Here are a few of the comments about it available on the web:
"This is, without hyperbole, the worst film I have ever seen. It's impossible to summarize why it's so bad, and painful to relive the horrors of this abomination"
"It's not a movie for everyone, of course. But those who don't care for it are likely those who just don't find it to be their cuppa, because strictly speaking, this is a very good movie, with all its elements tying together gorgeously"
"could have been the basis for a real movie. Not the map part, just the wandering around and finding himself part. Maybe not an original movie, but a real one. Instead it was just one more disconnected sequence tacked onto a whole slew of them, and it made me angry that the movie was made in the first place."
"By the end of the movie, I found myself so in-love with the story, so in-love with living, and so in-love with America. Its exactly as a Cameron Crowe movie should be."
"How hard can it be to make another romcom? Well, very, apparently. For starters, it is extremely slow-paced. It just doesn't set off, drags on forever and simply won't end...Steer clear of this movie!"
"This film was excellent. ...the movie accomplishes what it means to. It tells a very moving story that almost forces the viewer to take an active part in it, a quality not found in most movies these days."
Very few come town in the middle; its a film you either hate or love. So what do I think?
First the plot is preposterous. There are so many flaws in its development that the director obviously doesn't intend us to take it seriously. I saw Cameron Crowe's previous movie Vanilla Sky, and in the end decided that it wasn't about plot; you had to let go of that and think about the characters. It's the same here. So who are the characters? Drew, played by Orlando Bloom is the protagonist, but he has no character. Bloom has presumably been chosen for the lead role because of his total inability to express emotion. Mark Kermode, the Radio 5 Live movie critic calls him Orloomo Bland. He's a pretty boy and can do sword fights, but he can't act.
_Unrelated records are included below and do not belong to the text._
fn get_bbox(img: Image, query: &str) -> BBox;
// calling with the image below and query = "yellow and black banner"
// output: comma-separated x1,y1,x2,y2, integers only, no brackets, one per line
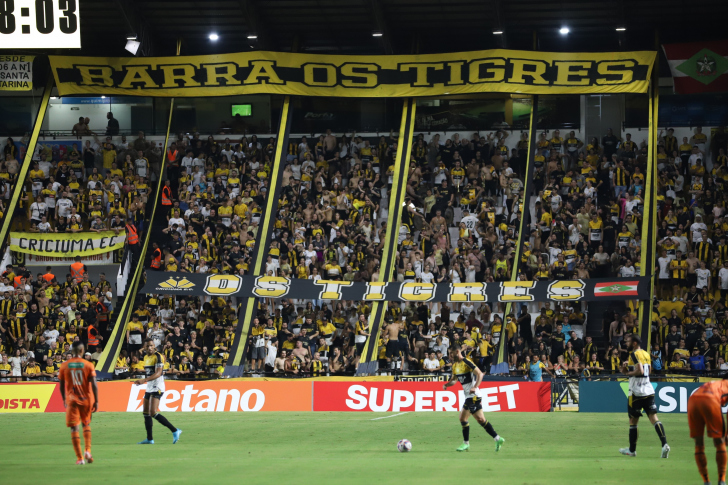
0,55,35,91
50,49,657,97
140,272,650,302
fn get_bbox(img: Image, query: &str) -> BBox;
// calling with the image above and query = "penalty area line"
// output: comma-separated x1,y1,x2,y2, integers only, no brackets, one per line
369,411,409,421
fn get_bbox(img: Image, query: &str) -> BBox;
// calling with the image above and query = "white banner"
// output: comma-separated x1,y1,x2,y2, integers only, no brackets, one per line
10,231,126,258
19,251,114,266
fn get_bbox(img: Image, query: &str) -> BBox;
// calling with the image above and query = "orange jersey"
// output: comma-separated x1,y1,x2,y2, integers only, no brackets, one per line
691,379,728,407
58,357,96,405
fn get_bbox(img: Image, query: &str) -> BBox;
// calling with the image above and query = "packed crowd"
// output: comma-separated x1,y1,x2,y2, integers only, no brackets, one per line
0,260,113,382
7,117,728,377
138,122,728,375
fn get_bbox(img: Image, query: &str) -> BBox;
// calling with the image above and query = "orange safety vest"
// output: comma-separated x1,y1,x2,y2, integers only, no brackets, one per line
126,224,139,244
162,185,172,205
86,325,99,347
152,249,162,269
71,263,86,283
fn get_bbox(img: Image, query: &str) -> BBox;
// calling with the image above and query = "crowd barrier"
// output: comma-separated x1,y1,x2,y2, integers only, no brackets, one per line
0,379,551,413
579,381,716,413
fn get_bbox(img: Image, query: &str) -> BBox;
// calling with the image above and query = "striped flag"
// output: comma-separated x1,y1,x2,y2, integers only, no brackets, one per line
594,281,639,296
662,40,728,94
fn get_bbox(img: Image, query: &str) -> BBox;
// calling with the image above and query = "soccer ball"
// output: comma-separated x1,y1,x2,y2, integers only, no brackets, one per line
397,440,412,453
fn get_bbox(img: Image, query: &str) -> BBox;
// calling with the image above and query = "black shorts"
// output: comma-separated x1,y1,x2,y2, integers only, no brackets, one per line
627,394,657,418
384,340,399,359
463,397,483,414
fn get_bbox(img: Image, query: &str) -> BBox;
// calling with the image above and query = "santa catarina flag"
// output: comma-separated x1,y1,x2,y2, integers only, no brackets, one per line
662,40,728,94
594,280,639,296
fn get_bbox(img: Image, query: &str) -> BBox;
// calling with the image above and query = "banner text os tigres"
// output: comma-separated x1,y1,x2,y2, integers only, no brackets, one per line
50,50,655,97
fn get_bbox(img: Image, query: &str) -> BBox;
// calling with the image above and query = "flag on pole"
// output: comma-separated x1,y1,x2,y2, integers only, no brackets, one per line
662,40,728,94
594,281,639,296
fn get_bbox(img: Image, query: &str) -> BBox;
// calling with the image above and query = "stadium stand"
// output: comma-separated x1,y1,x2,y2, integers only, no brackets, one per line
0,108,728,379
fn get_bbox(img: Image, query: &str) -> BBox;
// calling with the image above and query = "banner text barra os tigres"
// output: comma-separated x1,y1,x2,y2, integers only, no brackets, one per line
50,49,656,97
140,271,649,303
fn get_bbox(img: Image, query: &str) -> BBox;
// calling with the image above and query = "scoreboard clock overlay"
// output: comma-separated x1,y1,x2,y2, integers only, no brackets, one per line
0,0,81,49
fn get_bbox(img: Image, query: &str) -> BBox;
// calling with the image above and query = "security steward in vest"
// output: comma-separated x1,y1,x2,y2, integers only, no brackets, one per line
125,222,142,264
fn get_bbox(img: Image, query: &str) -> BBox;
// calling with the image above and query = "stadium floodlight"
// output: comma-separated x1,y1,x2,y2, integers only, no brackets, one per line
125,39,142,56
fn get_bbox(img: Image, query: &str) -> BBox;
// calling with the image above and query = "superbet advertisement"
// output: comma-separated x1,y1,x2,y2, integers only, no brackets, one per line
0,380,551,413
313,381,551,412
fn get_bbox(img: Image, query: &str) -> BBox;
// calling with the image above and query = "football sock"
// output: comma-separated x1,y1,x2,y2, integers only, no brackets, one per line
480,419,498,440
144,414,154,441
629,424,637,453
695,445,718,482
154,413,177,433
460,421,470,443
703,443,728,482
71,431,83,460
655,421,667,446
83,426,91,453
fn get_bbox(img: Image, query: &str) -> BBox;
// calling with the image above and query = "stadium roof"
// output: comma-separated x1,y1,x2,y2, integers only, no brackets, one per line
58,0,728,60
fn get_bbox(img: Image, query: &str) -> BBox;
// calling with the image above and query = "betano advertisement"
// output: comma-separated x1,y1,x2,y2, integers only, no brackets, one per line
579,381,728,413
0,380,551,413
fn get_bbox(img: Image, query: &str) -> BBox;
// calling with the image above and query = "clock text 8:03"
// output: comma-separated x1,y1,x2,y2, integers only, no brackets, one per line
0,0,78,34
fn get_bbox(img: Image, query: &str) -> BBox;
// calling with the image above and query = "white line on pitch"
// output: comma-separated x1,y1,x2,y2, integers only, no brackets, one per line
369,411,409,421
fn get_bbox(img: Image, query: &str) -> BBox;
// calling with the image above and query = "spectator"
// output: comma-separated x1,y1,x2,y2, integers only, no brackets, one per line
106,111,119,136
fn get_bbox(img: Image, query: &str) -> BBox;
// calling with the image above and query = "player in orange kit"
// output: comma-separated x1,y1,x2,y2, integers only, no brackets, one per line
688,379,728,485
58,342,99,465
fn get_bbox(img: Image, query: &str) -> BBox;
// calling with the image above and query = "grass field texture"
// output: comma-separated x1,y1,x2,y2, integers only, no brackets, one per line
0,412,700,485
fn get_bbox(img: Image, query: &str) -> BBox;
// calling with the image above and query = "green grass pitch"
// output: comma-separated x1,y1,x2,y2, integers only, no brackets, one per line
0,412,700,485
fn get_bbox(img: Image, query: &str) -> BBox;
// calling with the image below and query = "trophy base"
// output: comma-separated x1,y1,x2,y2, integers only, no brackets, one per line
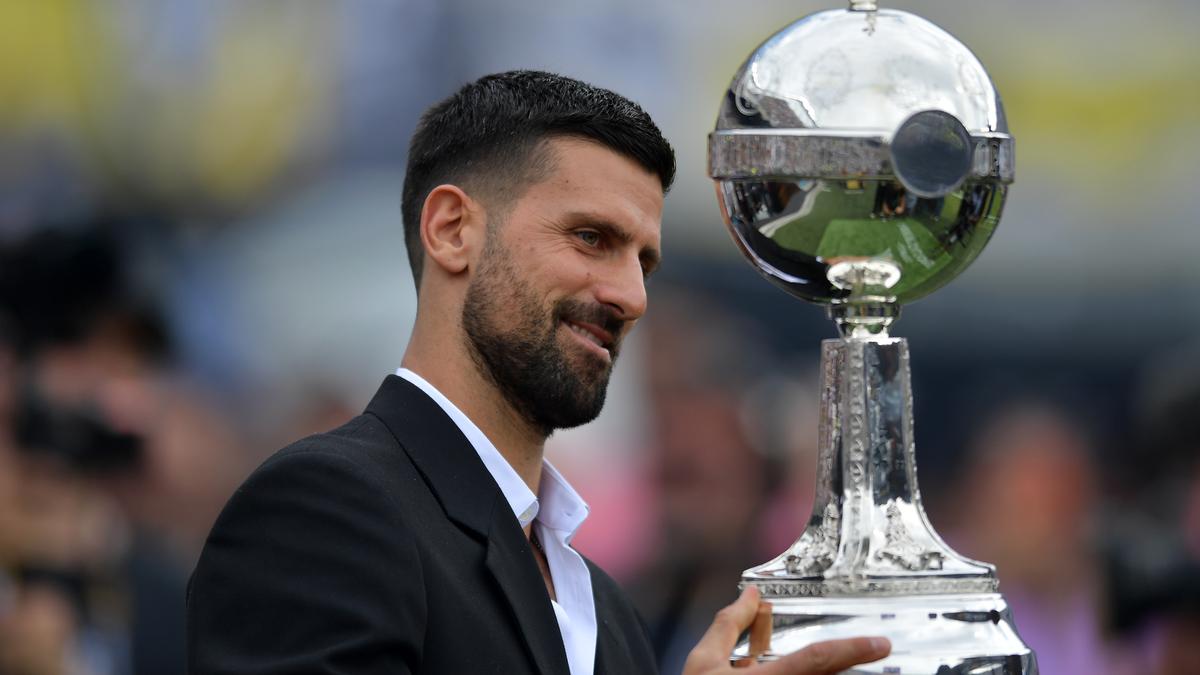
731,593,1038,675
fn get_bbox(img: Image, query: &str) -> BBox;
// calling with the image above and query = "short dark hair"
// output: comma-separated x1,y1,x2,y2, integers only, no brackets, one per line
401,71,676,286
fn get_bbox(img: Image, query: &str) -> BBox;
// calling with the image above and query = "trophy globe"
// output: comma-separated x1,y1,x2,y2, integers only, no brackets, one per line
708,1,1037,675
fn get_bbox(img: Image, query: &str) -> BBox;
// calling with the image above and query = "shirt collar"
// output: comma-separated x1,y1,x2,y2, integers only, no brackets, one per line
396,368,589,535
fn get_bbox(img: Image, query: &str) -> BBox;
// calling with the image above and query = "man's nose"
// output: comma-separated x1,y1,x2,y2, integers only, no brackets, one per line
596,256,647,322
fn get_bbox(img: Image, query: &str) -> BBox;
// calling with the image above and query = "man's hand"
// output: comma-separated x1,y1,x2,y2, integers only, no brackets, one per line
683,586,892,675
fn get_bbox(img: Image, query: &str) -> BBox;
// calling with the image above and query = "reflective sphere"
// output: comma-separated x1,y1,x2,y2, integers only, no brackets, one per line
709,10,1014,331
Luckily this part doesn't require acting. The director telegraphs this to us, he tells us that he is great at taking last impressions. Kirsten Dunst keeps taking these imaginary pictures. That is what it's about. Bloom is the camera. He is the voyeur watching a picture of America unfold.
The other lead, Dunst, is not real, either. Pollyanna-like she always sees the silver lining, but her purpose is to explain to Bloom, and therefore to us, the audience, that there are other things in life than money and success. I like Dunst. I enjoyed Wimbledon. Here she can't make up her mind how 'Southern' her accent was supposed to be. I think the movie would have been better were she less real. Had she appeared and disappeared without explanation, if Bloom alone could see her, the film would have been more interesting. Instead, we have to figure all this out from the ever present, ear-splitting grin and her Teflon personality.
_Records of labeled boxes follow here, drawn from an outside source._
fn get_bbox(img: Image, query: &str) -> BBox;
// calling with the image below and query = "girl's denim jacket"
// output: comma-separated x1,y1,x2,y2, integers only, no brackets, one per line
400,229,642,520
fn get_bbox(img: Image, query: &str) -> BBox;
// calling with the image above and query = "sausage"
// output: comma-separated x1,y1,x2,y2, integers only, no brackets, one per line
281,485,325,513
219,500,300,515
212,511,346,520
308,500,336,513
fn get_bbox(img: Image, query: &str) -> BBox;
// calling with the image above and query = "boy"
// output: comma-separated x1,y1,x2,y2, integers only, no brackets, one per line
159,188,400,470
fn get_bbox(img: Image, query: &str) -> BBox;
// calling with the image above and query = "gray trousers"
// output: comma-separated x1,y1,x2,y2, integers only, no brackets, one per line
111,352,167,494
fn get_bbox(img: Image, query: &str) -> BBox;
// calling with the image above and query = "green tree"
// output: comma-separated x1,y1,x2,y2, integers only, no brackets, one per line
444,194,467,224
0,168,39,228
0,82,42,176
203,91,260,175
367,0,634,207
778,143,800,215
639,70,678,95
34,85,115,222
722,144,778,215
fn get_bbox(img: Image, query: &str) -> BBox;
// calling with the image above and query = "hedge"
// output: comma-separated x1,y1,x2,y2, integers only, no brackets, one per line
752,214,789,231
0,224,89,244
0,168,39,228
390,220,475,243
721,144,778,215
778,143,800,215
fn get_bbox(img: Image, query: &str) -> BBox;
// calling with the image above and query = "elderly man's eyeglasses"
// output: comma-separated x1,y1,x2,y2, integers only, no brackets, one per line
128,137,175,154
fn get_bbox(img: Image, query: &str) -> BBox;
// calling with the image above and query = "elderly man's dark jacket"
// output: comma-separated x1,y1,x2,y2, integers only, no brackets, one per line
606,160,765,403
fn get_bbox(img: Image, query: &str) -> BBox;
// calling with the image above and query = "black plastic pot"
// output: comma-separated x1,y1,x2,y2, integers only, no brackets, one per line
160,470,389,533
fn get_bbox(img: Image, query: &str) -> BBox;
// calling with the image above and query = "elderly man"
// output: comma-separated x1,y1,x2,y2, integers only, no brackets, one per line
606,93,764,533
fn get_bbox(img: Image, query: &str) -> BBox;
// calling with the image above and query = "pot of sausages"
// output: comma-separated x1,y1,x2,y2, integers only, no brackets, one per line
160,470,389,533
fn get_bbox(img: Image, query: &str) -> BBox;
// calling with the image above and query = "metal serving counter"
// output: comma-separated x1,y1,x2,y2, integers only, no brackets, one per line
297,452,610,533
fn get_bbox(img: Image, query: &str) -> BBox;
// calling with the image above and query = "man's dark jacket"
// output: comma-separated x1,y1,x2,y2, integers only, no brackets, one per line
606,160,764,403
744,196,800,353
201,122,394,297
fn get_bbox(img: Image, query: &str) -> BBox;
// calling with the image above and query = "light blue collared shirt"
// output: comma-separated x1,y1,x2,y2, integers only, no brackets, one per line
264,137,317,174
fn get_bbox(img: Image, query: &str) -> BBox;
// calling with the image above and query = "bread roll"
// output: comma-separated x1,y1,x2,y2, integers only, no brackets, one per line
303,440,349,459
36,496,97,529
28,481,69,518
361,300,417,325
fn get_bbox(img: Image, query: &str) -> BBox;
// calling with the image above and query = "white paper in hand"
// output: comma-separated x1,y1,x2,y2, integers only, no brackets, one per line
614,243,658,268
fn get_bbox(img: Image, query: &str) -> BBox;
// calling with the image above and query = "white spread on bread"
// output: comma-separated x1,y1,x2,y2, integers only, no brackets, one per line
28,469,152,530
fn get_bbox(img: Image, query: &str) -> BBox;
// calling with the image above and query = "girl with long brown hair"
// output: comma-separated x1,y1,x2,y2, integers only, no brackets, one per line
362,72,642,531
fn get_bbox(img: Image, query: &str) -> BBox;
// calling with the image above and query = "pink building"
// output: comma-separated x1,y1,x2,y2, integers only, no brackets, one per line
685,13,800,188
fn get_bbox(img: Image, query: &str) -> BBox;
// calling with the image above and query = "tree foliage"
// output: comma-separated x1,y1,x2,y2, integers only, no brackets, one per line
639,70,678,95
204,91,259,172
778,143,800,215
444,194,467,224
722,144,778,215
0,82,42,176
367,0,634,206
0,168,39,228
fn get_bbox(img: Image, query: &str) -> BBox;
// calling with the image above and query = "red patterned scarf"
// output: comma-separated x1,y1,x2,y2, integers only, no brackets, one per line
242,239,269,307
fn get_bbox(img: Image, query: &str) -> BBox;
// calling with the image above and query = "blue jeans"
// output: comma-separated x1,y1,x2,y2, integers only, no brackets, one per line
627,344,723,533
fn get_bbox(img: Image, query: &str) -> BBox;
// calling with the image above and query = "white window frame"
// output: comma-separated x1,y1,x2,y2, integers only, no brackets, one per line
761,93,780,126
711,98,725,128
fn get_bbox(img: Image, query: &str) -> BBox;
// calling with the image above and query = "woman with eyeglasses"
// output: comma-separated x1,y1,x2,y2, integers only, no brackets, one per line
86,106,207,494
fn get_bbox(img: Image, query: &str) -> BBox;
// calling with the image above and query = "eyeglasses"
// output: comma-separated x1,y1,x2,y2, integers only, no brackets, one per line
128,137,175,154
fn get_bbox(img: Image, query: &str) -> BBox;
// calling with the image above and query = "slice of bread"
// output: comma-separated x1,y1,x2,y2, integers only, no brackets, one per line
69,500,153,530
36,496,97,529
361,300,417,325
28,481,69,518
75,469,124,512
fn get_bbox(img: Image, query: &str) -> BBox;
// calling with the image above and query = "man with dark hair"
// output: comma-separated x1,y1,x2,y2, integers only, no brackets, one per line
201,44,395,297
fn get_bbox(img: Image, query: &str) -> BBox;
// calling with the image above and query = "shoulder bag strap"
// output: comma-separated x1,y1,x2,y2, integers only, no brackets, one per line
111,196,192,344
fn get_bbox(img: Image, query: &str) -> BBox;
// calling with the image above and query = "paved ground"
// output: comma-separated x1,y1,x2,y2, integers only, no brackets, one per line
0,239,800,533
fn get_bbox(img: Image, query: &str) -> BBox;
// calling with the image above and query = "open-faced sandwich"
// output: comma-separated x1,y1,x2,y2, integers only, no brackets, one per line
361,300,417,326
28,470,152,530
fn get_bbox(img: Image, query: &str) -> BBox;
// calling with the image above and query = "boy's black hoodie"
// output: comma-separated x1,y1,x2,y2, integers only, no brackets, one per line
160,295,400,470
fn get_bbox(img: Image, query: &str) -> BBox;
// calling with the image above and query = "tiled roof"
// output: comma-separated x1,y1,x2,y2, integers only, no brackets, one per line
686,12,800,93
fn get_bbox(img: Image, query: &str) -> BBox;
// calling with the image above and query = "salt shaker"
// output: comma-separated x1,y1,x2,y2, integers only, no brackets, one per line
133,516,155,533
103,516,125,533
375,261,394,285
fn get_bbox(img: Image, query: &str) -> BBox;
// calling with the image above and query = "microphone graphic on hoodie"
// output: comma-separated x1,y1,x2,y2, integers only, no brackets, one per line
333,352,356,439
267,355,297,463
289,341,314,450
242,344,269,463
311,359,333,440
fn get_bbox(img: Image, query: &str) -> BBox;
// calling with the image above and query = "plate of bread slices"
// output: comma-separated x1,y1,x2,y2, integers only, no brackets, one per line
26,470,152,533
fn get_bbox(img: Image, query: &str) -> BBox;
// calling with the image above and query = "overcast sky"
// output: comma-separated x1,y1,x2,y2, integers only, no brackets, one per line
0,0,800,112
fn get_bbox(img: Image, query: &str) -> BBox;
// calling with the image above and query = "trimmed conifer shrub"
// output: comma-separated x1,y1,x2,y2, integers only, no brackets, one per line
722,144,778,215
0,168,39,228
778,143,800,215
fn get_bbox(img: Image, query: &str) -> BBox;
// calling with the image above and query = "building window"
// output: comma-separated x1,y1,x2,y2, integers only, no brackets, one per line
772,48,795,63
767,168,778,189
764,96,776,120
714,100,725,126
The third character is Elizabethtown, representing small town America (especially of the South). It's a weird town and oppressively white. For non-Americans it is very alien. Had the plot developed to reveal that these were all pod-people I would not have been surprised. They are grotesques.
The final section of the film is a road trip from Kentucky back to Oregon to the accompaniment of modern pop music and a voice over from our guide (Dunst). It is added on to the film rather clunkily and makes the whole movie too long. It provides for the expected happy ending between the camera and the voice over.
Then there was the Susan Sarandon tap-dance at her husband's funeral. Gross!
Was it a success? Not for me. Then I hated June Bug.